Nous vivons à une époque disruptive. Le monde évolue rapidement et il est désormais évident que l'avenir ne sera pas une simple extrapolation du passé. Il n'est pas nouveau de dire que nous vivons dans un monde VUCA (acronyme anglais de volatile, incertain, complexe, ambigu). Mais si l'avenir est si imprévisible, comment devons-nous y faire face ? Et comment pouvons-nous, en tant qu'organisation, nous organiser de manière à y résister ?
S'organiser de manière flexible et dynamique en période de perturbation nécessite un glissement de paradigme.
Un glissement :
- de la « gestion » à l’« autonomie » (et la facilitation de cette capacité d’autonomie) ;
- d'une focalisation sur l'individu à une focalisation sur la relation, l'interaction et le tout (qui est plus que la somme des parties) ;
- d'une approche de résolution de problèmes à la découverte et au renforcement du potentiel caché.
Besoin d’une autre approche ?
En période disruptive, les modèles, valeurs et normes sous-jacents changent. Si nous continuons à nous appuyer sur une réalité dépassée, des tensions apparaîtront tôt ou tard. Une grande partie de l'organisation actuelle repose sur des hypothèses et des modèles issus de la révolution industrielle. Pour bien comprendre, revenons un instant sur le modèle industriel.

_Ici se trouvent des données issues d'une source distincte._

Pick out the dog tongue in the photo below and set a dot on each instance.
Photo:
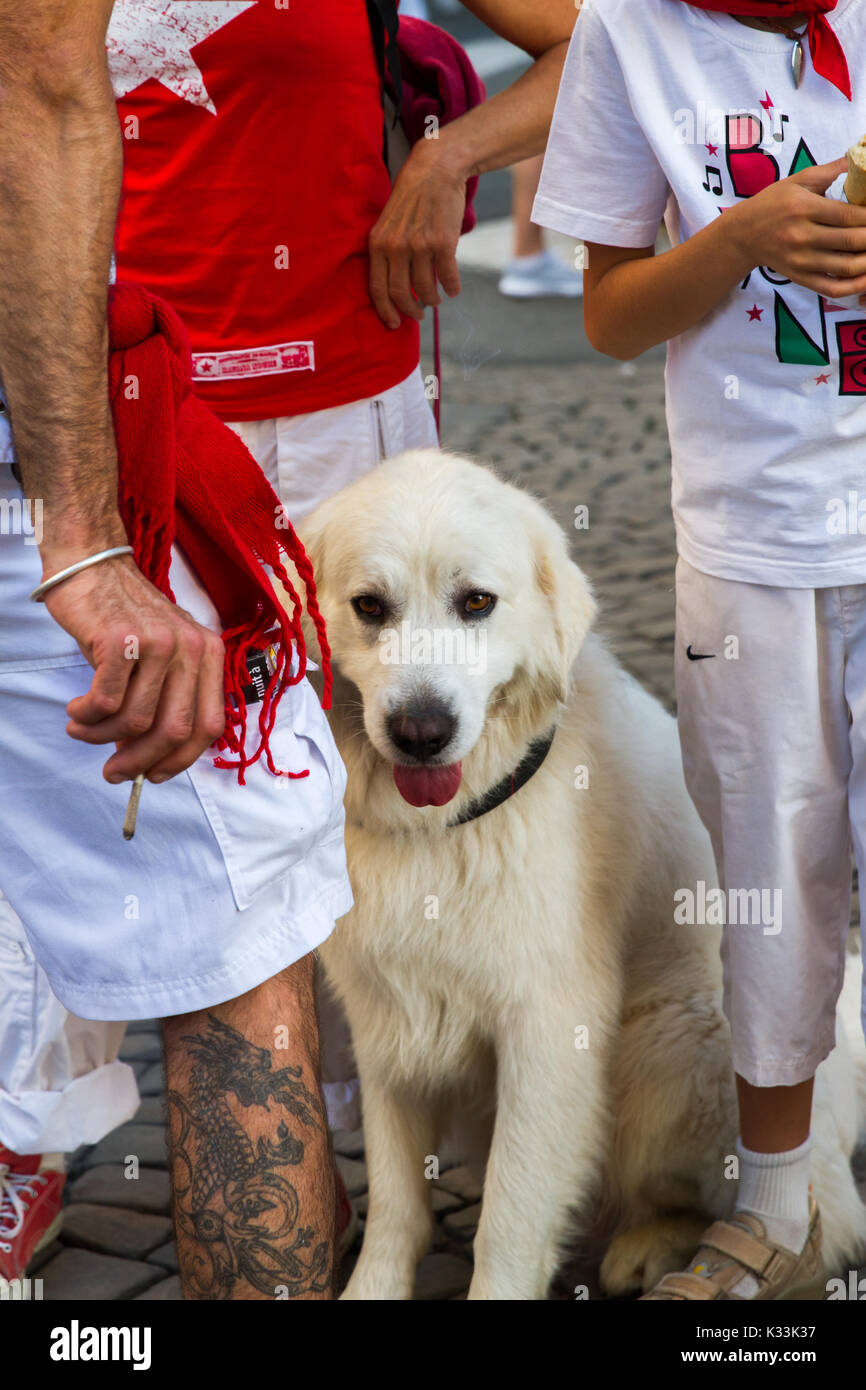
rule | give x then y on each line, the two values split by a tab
427	786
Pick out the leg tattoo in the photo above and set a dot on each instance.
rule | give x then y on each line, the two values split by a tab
232	1197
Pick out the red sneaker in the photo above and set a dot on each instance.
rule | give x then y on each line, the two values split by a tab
29	1209
346	1221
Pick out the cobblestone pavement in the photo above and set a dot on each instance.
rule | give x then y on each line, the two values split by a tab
577	431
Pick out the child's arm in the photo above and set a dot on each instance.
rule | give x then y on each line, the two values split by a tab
634	299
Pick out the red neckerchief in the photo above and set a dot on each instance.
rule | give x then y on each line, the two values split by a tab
185	476
827	53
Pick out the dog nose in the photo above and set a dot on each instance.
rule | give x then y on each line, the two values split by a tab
423	733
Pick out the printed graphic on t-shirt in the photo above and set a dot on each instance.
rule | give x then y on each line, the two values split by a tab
154	39
744	167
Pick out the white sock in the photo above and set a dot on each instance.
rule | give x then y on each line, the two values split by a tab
53	1162
774	1187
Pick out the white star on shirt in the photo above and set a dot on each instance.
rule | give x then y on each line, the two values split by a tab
154	39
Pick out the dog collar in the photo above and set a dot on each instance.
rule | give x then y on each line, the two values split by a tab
527	766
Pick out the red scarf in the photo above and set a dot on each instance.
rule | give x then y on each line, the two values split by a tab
185	476
827	53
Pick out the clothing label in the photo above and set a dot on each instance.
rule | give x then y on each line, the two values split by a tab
253	362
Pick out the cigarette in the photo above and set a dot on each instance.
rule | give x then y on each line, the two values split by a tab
855	184
132	809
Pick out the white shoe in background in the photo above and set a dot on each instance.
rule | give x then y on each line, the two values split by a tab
538	277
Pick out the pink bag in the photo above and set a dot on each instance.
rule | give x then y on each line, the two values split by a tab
438	79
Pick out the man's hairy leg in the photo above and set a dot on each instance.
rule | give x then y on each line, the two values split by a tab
250	1153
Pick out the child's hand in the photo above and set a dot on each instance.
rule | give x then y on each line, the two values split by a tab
815	241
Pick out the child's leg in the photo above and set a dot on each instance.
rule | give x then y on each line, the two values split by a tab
854	606
773	1118
763	727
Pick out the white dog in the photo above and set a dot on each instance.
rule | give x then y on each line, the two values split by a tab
524	957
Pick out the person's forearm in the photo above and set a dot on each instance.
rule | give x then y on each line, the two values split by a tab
638	303
509	127
60	168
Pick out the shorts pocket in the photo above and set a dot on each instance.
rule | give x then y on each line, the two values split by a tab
271	823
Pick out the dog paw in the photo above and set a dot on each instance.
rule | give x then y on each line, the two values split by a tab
638	1257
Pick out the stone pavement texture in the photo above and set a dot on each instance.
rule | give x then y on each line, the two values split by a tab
523	392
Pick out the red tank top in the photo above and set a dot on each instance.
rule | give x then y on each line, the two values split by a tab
252	177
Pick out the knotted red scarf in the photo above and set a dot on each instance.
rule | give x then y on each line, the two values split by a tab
185	476
827	53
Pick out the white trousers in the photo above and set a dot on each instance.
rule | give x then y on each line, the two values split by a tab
772	712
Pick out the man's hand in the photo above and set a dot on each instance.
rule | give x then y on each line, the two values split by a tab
416	238
818	242
157	674
414	241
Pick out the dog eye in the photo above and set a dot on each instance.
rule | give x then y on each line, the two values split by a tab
478	603
367	606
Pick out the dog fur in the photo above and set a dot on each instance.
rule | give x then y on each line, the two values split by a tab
527	963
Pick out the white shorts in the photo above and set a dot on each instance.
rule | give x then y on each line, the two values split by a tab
223	886
310	458
772	712
60	1080
307	459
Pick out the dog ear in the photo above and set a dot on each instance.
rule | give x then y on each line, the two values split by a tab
570	601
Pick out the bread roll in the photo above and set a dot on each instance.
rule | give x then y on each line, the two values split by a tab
855	184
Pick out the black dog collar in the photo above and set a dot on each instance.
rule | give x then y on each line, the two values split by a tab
527	766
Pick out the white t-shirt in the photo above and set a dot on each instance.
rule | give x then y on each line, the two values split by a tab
766	396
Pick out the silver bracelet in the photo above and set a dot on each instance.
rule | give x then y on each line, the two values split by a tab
36	597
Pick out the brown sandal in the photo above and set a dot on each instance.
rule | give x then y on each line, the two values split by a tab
730	1251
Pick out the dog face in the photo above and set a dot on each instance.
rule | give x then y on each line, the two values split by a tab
451	602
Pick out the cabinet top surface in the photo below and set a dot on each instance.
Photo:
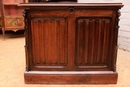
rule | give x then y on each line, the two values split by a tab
55	4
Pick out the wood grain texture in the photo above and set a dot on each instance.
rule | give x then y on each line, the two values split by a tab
74	38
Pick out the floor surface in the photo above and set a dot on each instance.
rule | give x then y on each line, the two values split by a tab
12	65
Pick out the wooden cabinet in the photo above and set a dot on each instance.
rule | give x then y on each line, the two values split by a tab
71	43
11	15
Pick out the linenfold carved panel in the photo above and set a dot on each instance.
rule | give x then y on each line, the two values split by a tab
49	47
94	36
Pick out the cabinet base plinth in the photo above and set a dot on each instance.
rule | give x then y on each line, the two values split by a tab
70	77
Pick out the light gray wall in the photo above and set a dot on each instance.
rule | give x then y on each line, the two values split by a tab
124	30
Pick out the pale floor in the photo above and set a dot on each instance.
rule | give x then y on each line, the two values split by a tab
12	65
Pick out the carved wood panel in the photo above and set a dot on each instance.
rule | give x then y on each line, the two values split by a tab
49	42
93	42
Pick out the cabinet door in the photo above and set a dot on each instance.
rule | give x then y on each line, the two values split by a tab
49	42
95	46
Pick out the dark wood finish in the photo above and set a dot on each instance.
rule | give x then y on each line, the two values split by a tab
71	43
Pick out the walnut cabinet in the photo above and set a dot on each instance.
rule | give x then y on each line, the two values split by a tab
71	43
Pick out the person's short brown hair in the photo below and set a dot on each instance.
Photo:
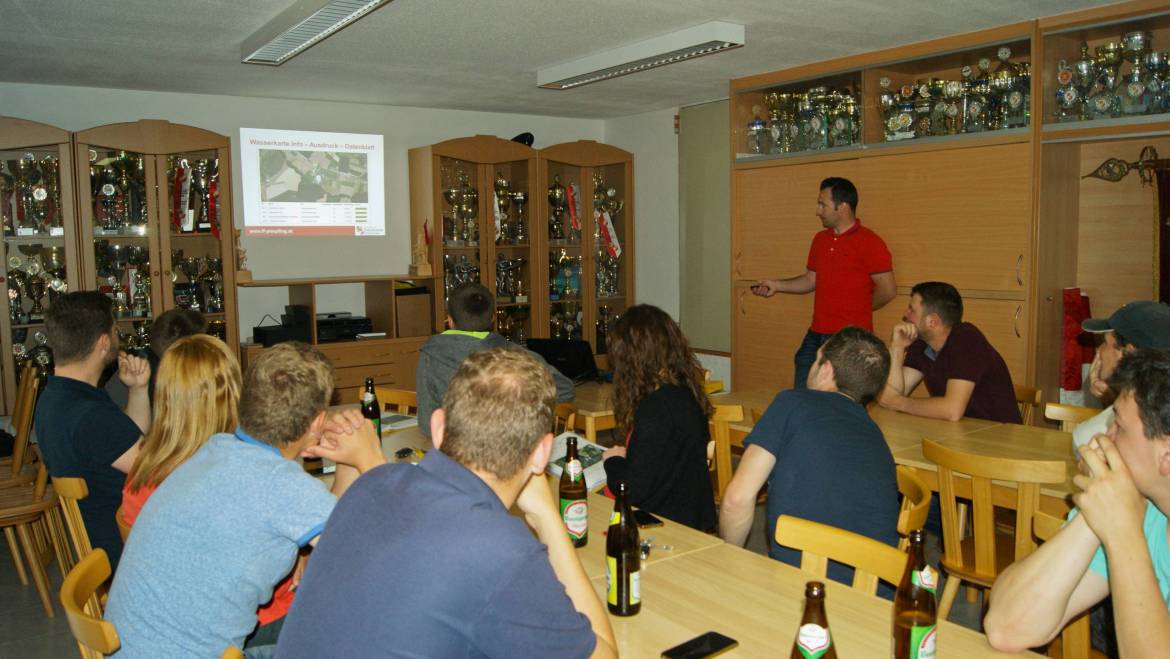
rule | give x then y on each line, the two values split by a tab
283	390
75	321
497	407
174	324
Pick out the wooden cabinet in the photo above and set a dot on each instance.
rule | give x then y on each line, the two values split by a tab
475	198
586	249
155	224
40	238
391	361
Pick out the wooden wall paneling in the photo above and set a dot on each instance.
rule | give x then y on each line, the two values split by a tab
963	217
1116	239
765	334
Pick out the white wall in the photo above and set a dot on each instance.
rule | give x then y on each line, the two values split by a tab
655	148
74	108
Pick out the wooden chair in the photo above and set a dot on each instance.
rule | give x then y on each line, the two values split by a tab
718	448
21	509
915	505
404	402
70	491
979	558
564	418
1069	416
1029	399
96	637
819	543
123	527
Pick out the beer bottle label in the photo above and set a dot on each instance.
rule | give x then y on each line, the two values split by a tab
575	513
922	642
926	578
575	469
813	640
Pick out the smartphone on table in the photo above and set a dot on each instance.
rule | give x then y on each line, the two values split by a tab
704	645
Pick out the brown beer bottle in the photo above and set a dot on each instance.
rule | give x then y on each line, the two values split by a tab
370	406
623	574
914	605
573	495
813	639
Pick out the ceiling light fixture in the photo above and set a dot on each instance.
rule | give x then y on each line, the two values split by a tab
707	39
301	26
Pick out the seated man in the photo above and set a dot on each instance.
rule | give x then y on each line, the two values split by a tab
170	327
469	313
963	372
81	432
823	457
227	524
426	561
1137	324
1116	544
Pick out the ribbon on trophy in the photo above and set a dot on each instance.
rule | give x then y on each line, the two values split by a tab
178	199
608	234
573	219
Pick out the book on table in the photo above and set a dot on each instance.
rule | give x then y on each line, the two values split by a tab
589	453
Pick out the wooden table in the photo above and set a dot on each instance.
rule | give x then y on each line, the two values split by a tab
758	602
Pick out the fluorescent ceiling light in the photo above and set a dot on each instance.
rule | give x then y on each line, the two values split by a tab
298	27
688	43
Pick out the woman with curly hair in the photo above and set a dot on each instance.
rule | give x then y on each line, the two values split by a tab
659	399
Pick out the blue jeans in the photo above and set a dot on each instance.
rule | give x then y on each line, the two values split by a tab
806	356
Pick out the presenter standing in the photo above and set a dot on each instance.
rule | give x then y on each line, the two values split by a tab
850	270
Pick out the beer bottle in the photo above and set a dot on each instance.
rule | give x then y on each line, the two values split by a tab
573	502
914	605
813	639
623	574
370	406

Un modèle industriel est basé sur :
- la centralisation des moyens de production ;
- une main-d'œuvre bon marché et peu instruite qui doit être contrôlée ;
- et un marché de débouchés de grande taille et uniforme.
Ces hypothèses ne sont souvent plus applicables aujourd'hui.
- Les moyens de production sont aujourd'hui très accessibles. De nombreux emplois sont basés sur la connaissance et peuvent donc facilement être organisés sur une base décentralisée.
- Les travailleurs sont souvent très qualifiés, ils ne veulent pas être dirigés et souhaitent exécuter les tâches par eux-mêmes. L'autonomie et le sens de l'objectif deviennent de plus en plus importants lorsqu'il s'agit de tirer satisfaction d'un emploi. Avec les technologies actuelles, le travail peut également être davantage déconnecté d'un employeur spécifique. Par exemple, de nombreux éléments nécessaires pour créer sa propre entreprise peuvent être trouvés en ligne (LinkedIn et Youtube pour le marketing, les plateformes pour la mise en relation, etc.), ce qui signifie que les gens sont moins enclins à travailler pour une organisation.
- De plus en plus de clients ne veulent pas un produit général, mais un produit qui répond spécifiquement à leurs besoins, dans leur contexte spécifique.
Les plateformes telles qu'airbnb, Uber, Amazon, Deliveroo, etc. réagissent à cette nouvelle réalité et adoptent une approche différente.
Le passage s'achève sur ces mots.